Remember the goal: You collect all these retail data points so you can improve in-store conversions of shoppers into buyers.
4 ways to use big data in retail to grow sales
Collecting big data for retailers only has one purpose - to increase sales and conversion rates, generating more revenue and profit. Let’s look at what your data says about your store.
Here are four ways to use data to improve your sales.
1. Low customer satisfaction scores
Bad star ratings often come from customers who were ignored by associates busy helping other customers. Worse, by associates who are just lazy.
What to do?
Train your employees to always notice someone entering their department. If they are doing anythingthat is not customer-facing, they should stop and greet the customer.
If they are with someone, they should find the next appropriate pause in the conversation, ask the shopper for permission to go greet the new customer, wait for their response, then return afterward.
2. Low conversion rate of shoppers to buyers
Bad conversion rates often stem from overwhelming customers with too many products, too many promotions, or too much disorganized merchandise.
What to do?
Curate merchandise so shoppers don’t have to ask where something is. To encourage add-ons, create intriguing displays with products that feature everything for a project, an activity, or an outfit.
3. Low average check
Too many promotions and discounts will sink your average ticket price. Another culprit is having untrained employees shepherding customers to buy with the employee’s wallet.
What to do?
Notice where promotions are featured. Don’t feature huge savings right up front. When you have a huge discount, put it in the back of the store so customers have to explore your whole store on their way to the price promotion.
You want to attract people with the newest, premium merchandise in the front of your shop where browsers will most be open.
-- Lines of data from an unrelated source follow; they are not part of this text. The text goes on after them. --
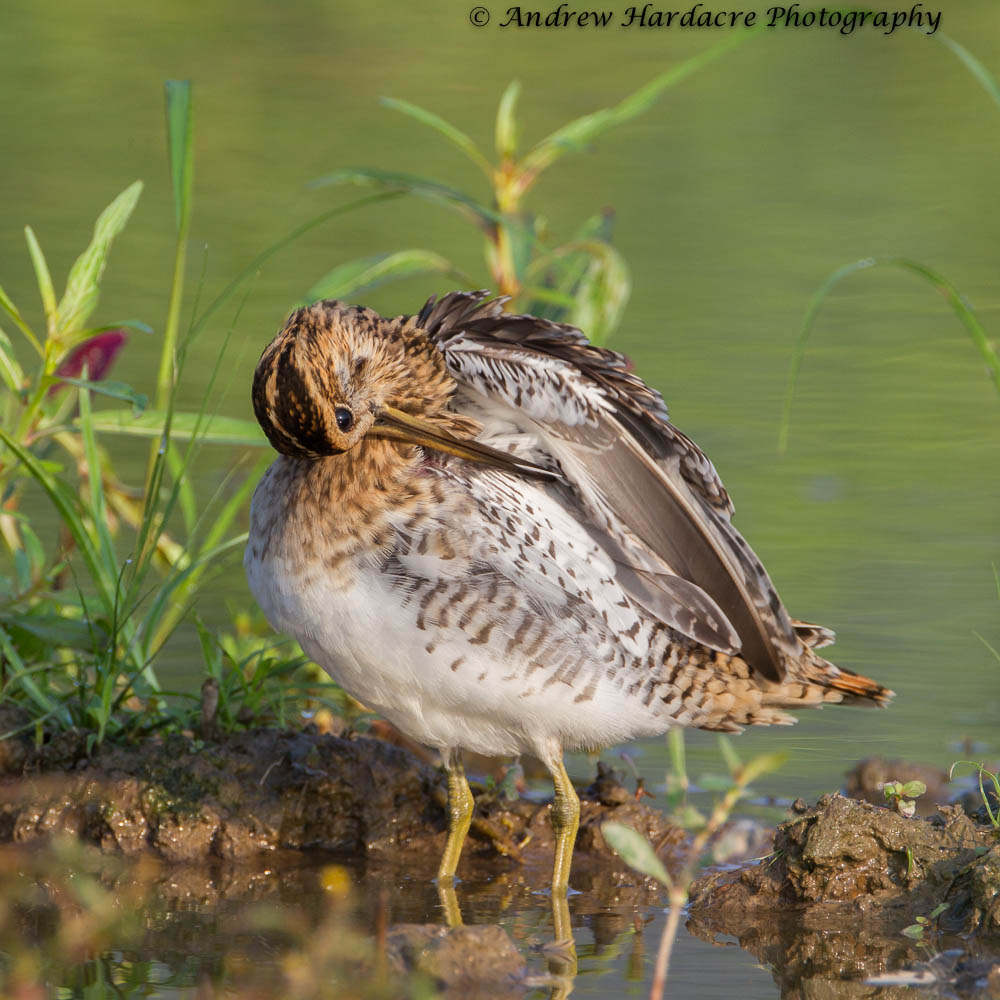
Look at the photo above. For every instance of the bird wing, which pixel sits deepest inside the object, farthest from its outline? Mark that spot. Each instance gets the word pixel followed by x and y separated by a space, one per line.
pixel 650 494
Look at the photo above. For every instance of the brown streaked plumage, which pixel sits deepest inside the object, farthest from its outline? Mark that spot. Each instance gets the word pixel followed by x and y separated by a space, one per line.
pixel 487 529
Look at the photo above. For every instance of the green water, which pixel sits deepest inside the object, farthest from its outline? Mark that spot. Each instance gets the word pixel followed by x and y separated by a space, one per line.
pixel 736 196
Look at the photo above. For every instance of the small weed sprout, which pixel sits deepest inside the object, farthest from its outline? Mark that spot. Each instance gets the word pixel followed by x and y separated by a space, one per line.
pixel 993 813
pixel 917 931
pixel 900 796
pixel 637 852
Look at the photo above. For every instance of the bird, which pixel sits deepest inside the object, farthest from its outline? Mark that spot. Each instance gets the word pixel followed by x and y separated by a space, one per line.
pixel 487 530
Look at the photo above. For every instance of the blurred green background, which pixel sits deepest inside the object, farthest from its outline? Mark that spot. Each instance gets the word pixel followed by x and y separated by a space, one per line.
pixel 736 196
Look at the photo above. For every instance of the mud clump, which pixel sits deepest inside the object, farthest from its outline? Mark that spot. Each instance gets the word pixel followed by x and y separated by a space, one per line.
pixel 461 962
pixel 232 798
pixel 845 879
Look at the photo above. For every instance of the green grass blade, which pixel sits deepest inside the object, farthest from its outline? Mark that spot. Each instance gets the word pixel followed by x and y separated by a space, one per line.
pixel 232 431
pixel 255 265
pixel 956 300
pixel 180 142
pixel 111 389
pixel 19 674
pixel 581 131
pixel 560 275
pixel 44 279
pixel 985 78
pixel 603 291
pixel 180 147
pixel 505 131
pixel 83 284
pixel 445 128
pixel 422 187
pixel 370 272
pixel 10 371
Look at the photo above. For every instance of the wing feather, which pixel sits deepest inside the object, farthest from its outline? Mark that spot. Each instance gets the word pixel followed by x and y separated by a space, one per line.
pixel 640 480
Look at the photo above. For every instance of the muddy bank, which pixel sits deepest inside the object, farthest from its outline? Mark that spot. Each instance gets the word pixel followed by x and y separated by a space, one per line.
pixel 845 879
pixel 261 790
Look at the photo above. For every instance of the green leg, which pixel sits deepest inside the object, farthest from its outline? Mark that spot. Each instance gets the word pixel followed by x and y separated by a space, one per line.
pixel 460 805
pixel 565 822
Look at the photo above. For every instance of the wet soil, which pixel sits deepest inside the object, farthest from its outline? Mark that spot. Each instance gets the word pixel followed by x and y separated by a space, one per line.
pixel 185 799
pixel 830 904
pixel 230 836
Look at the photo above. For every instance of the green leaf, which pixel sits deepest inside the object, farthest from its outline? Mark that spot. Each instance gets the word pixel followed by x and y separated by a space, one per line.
pixel 43 278
pixel 84 281
pixel 635 850
pixel 370 272
pixel 449 131
pixel 180 132
pixel 11 310
pixel 55 631
pixel 108 387
pixel 209 429
pixel 956 300
pixel 422 187
pixel 506 125
pixel 578 133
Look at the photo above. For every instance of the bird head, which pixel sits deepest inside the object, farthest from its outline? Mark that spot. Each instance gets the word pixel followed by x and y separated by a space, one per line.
pixel 336 375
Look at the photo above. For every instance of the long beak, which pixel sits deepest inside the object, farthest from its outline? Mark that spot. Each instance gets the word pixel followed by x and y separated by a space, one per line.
pixel 393 423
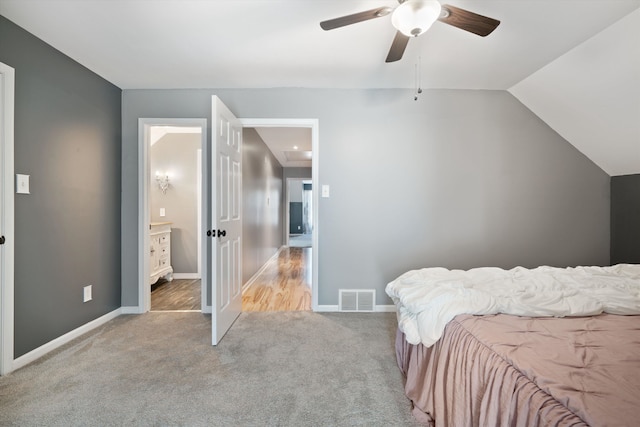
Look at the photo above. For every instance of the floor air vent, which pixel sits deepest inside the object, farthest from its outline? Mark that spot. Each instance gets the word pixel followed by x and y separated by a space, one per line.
pixel 357 300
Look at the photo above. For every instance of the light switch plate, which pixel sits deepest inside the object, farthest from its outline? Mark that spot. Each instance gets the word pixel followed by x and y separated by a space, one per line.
pixel 86 293
pixel 22 184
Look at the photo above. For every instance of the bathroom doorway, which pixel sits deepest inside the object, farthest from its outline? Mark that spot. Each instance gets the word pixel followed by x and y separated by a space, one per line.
pixel 172 250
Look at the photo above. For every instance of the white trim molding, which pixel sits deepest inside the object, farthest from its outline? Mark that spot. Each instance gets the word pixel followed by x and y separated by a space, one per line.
pixel 274 258
pixel 335 308
pixel 64 339
pixel 186 276
pixel 7 105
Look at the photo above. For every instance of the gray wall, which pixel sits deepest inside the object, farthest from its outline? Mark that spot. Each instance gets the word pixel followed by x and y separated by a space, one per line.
pixel 177 153
pixel 68 138
pixel 261 204
pixel 625 219
pixel 459 179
The front of your store is where the money is; your full-priced merchandise should be spot-lit to look like the chrome on a ‘57 Chevy.
And remember, retail sales training will help your associates sell value over price for those premium items.
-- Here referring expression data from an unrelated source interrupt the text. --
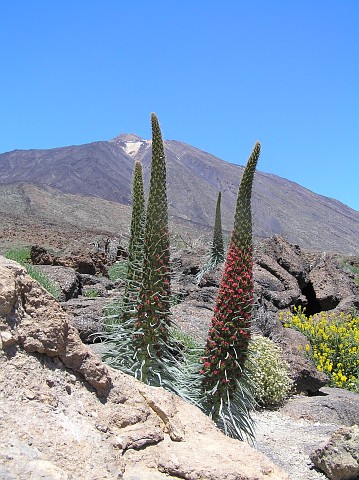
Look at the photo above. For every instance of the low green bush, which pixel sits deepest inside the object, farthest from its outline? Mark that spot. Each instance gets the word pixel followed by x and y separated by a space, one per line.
pixel 91 293
pixel 334 344
pixel 118 271
pixel 269 372
pixel 22 256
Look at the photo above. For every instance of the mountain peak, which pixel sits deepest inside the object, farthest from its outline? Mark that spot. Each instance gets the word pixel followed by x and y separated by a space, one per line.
pixel 127 137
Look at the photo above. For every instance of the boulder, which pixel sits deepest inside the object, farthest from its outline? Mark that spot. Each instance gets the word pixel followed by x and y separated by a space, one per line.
pixel 330 405
pixel 339 457
pixel 86 315
pixel 64 414
pixel 65 278
pixel 333 287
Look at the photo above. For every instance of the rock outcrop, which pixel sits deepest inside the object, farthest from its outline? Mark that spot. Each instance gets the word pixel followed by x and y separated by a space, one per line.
pixel 284 277
pixel 339 457
pixel 64 414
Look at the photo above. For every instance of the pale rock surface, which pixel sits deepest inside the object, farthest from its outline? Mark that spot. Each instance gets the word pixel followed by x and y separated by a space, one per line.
pixel 339 457
pixel 64 415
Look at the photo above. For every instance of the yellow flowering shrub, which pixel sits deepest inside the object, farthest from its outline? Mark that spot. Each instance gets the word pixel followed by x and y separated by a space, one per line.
pixel 269 372
pixel 334 344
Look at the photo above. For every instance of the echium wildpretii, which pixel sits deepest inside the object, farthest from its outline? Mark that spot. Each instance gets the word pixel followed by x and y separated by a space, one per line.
pixel 217 250
pixel 153 319
pixel 135 248
pixel 229 334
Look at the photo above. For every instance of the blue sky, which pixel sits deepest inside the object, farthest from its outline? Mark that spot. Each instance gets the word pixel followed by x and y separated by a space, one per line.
pixel 219 75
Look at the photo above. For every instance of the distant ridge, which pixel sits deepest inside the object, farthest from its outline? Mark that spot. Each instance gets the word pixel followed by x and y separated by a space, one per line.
pixel 104 169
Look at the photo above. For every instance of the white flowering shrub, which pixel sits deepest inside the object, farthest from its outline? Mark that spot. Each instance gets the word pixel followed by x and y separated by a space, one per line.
pixel 269 372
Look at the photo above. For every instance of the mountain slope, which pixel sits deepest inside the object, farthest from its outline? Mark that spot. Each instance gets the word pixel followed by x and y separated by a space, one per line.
pixel 104 169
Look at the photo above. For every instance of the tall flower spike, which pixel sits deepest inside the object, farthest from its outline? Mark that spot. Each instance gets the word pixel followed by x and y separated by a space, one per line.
pixel 135 248
pixel 217 251
pixel 227 345
pixel 152 326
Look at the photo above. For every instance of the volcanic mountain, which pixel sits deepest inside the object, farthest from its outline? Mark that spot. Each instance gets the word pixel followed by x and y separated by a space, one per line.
pixel 104 170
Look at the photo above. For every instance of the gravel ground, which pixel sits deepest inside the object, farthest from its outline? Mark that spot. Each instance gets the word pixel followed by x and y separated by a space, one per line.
pixel 288 442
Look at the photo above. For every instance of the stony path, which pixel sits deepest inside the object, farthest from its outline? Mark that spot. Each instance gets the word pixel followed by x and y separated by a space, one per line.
pixel 288 442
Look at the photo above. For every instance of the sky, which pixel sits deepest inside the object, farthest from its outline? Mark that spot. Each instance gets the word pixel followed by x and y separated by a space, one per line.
pixel 219 76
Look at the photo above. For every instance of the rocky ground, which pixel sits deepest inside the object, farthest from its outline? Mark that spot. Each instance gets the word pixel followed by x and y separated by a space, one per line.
pixel 286 436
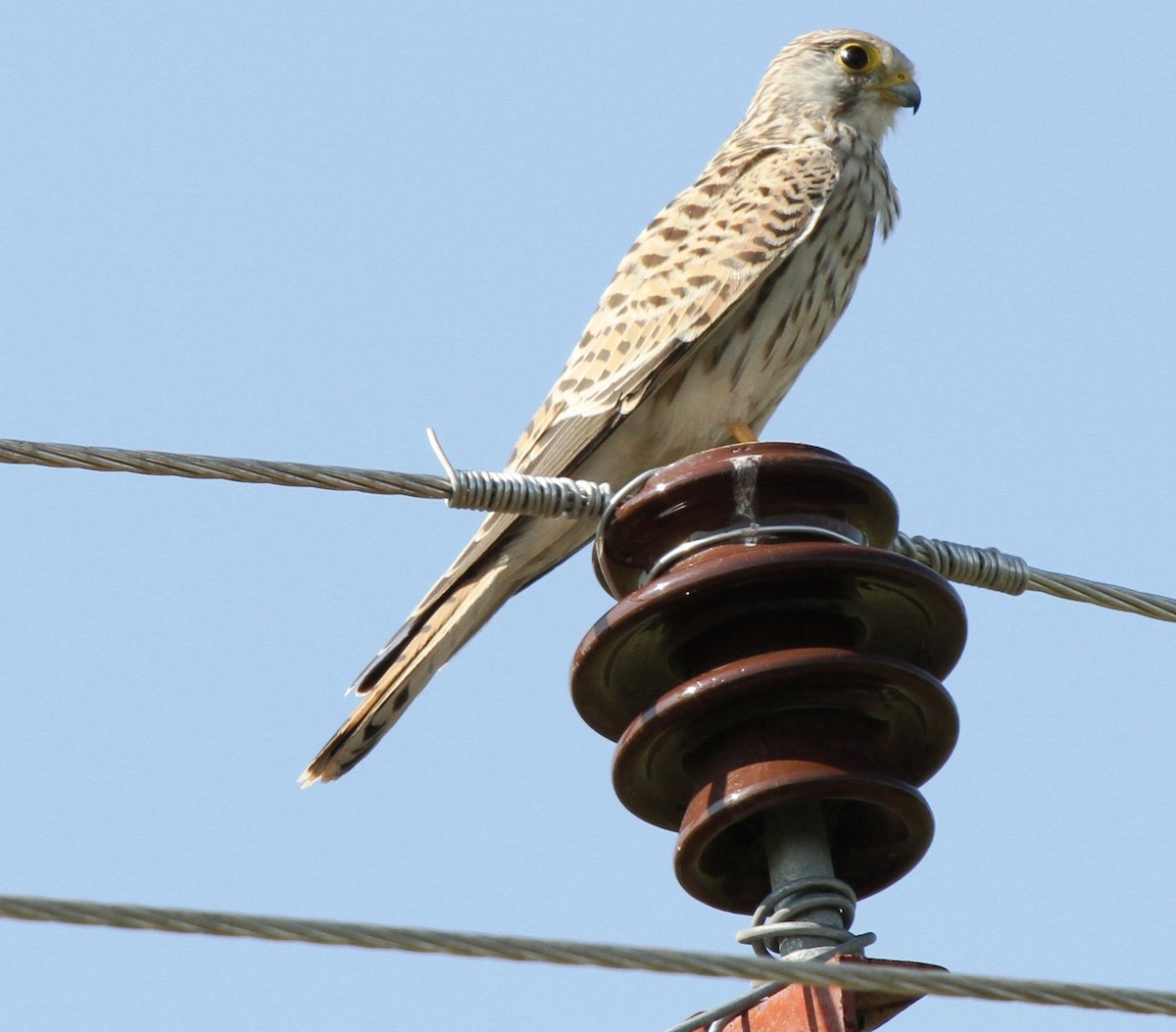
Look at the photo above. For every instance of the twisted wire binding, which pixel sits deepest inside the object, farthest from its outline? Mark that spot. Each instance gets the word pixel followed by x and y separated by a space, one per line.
pixel 562 496
pixel 777 918
pixel 965 565
pixel 894 980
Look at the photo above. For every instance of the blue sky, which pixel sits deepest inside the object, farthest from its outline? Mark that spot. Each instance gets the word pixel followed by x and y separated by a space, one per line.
pixel 307 231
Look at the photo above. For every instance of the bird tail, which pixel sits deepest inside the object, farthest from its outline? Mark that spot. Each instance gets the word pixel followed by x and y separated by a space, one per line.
pixel 451 614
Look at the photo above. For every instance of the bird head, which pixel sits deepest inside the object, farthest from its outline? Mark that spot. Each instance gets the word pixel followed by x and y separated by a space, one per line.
pixel 846 75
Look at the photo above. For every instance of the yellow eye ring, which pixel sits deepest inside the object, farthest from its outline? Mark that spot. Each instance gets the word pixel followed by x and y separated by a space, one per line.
pixel 858 58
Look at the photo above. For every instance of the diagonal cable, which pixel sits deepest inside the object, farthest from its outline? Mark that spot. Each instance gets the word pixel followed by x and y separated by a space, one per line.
pixel 894 980
pixel 564 497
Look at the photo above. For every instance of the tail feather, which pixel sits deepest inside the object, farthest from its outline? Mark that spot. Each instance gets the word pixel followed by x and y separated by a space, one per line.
pixel 405 665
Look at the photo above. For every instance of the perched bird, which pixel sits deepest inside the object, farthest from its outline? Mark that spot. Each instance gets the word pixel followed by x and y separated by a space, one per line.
pixel 704 329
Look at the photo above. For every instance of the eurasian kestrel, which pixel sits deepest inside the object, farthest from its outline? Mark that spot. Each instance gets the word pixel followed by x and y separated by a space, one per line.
pixel 704 329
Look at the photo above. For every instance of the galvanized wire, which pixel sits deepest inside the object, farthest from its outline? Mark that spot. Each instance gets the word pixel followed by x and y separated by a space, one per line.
pixel 894 980
pixel 562 496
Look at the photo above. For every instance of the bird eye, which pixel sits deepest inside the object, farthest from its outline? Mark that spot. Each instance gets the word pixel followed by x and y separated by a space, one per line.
pixel 856 58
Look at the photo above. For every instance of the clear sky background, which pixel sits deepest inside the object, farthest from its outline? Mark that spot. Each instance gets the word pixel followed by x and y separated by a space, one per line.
pixel 307 231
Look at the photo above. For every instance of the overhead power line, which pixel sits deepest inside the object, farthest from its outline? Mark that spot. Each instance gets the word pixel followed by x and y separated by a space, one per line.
pixel 560 496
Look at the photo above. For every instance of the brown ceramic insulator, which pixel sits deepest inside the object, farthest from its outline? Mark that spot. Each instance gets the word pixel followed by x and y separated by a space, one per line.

4. Low customer service scores
When there are too many customers and not enough staff, you can bet customer service scores will be horrible.
What to do?
Schedule breaks and meal times to maintain coverage rather than let associates go whenever they want to or together. Pay most attention around mealtimes when employees want to take breaks but when hurried shoppers have a finite amount of time to shop.
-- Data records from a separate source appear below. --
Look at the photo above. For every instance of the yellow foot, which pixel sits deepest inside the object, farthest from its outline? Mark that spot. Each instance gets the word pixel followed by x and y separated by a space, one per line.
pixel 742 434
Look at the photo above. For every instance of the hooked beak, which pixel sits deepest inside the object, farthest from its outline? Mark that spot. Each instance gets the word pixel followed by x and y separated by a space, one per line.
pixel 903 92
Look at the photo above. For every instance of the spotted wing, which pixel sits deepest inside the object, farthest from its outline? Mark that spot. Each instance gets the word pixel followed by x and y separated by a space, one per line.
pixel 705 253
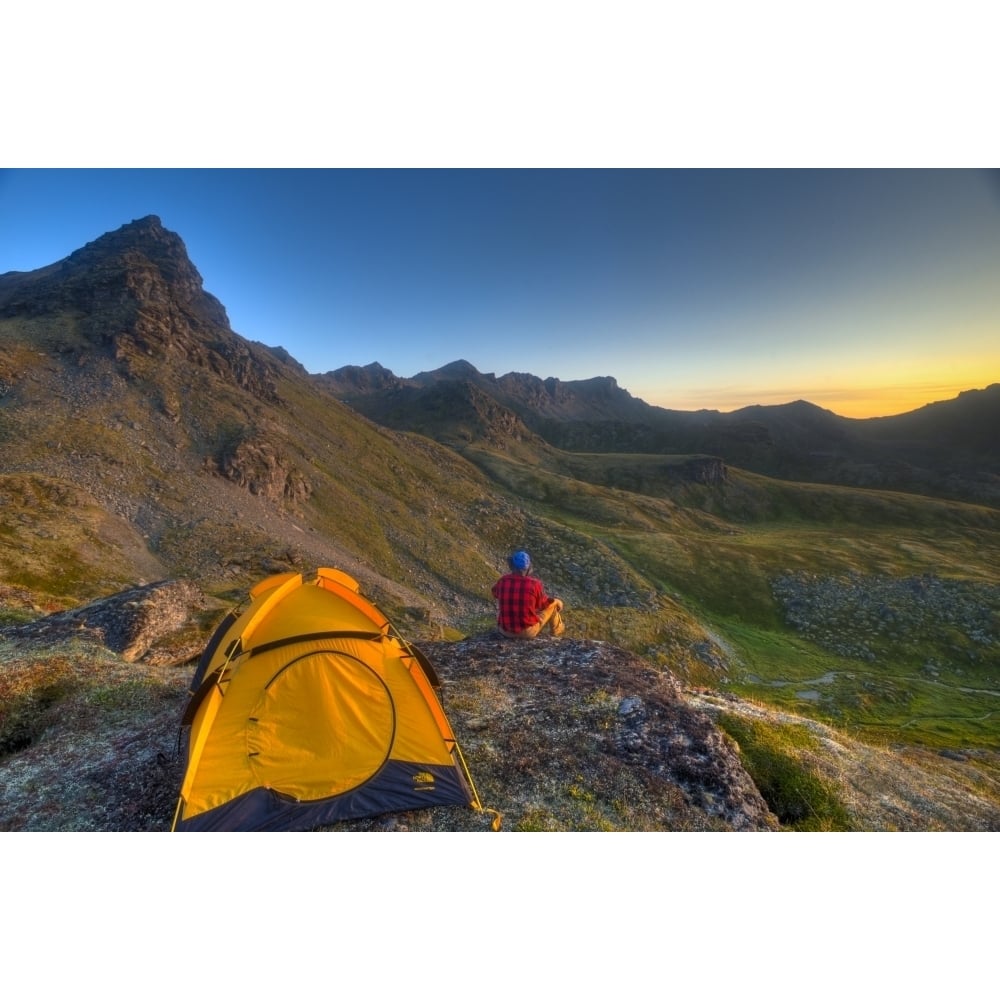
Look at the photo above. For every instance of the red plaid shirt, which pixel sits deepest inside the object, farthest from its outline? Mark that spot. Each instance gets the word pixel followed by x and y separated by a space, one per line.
pixel 520 598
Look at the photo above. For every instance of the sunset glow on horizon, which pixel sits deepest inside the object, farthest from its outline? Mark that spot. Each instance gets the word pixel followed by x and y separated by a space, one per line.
pixel 865 292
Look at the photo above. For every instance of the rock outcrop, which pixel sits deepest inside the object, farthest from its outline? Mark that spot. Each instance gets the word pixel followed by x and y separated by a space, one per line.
pixel 132 623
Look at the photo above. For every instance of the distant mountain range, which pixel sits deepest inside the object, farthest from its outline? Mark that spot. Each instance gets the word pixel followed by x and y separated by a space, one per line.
pixel 947 449
pixel 142 438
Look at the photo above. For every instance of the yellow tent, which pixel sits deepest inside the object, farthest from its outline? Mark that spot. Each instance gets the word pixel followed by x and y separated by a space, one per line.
pixel 309 708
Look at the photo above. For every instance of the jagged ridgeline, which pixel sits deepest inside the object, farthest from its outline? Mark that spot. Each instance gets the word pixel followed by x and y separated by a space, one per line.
pixel 843 570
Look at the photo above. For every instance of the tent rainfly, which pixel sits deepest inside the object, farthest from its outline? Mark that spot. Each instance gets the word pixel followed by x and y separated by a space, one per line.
pixel 309 708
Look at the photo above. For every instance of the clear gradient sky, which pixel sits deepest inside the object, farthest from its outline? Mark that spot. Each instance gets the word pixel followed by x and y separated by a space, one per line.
pixel 867 292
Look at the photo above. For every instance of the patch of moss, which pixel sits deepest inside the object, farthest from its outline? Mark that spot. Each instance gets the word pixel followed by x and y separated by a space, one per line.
pixel 794 792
The best tool is still just a tool if you never use it
Big data for retailers is just a tool to measure how well a store is doing at selling its merchandise.
Conversion rates are the greatest information you have about how much your employees are either getting shoppers to buy or allowing them to walk.
It’s natural to want to rank employees or stores against each other, but rankings often develop animosity and eventually dismissal.
The goal is always to do better against what you and the crew of your store have done in the past – not measure them against a store that might have a new façade, a new upbeat manager, or a new residential development.
Yes, traffic intelligence like ShopperTrak can help you understand what customers are doing, but you have to take action on the information.
Yes, mystery shopping can tell you a point of time someone received service in your store, but you have to make them a regular feature of your training to discover patterns.
Yes, you can use Smart Fitting Room, but your managers must observe how the employees are using it to help drive sales. Remember try before you buy is the key to converting 70% of apparel shoppers to customers.
Finally, remember your POS system is only able to give you data about those who purchased. It doesn’t tell you about the customers who intended to buy but left.
The goal of every retailer is to accurately measure, understand, and tweak the retail customer experience to convert browsing shoppers into paying premium customers.
With retail sales training, your sales staff will notice every shopper, act on the signs of shopper wavering, reinforce buying decisions and make more sales.
Don’t just notice the data trends.
Take action to improve your conversion rates.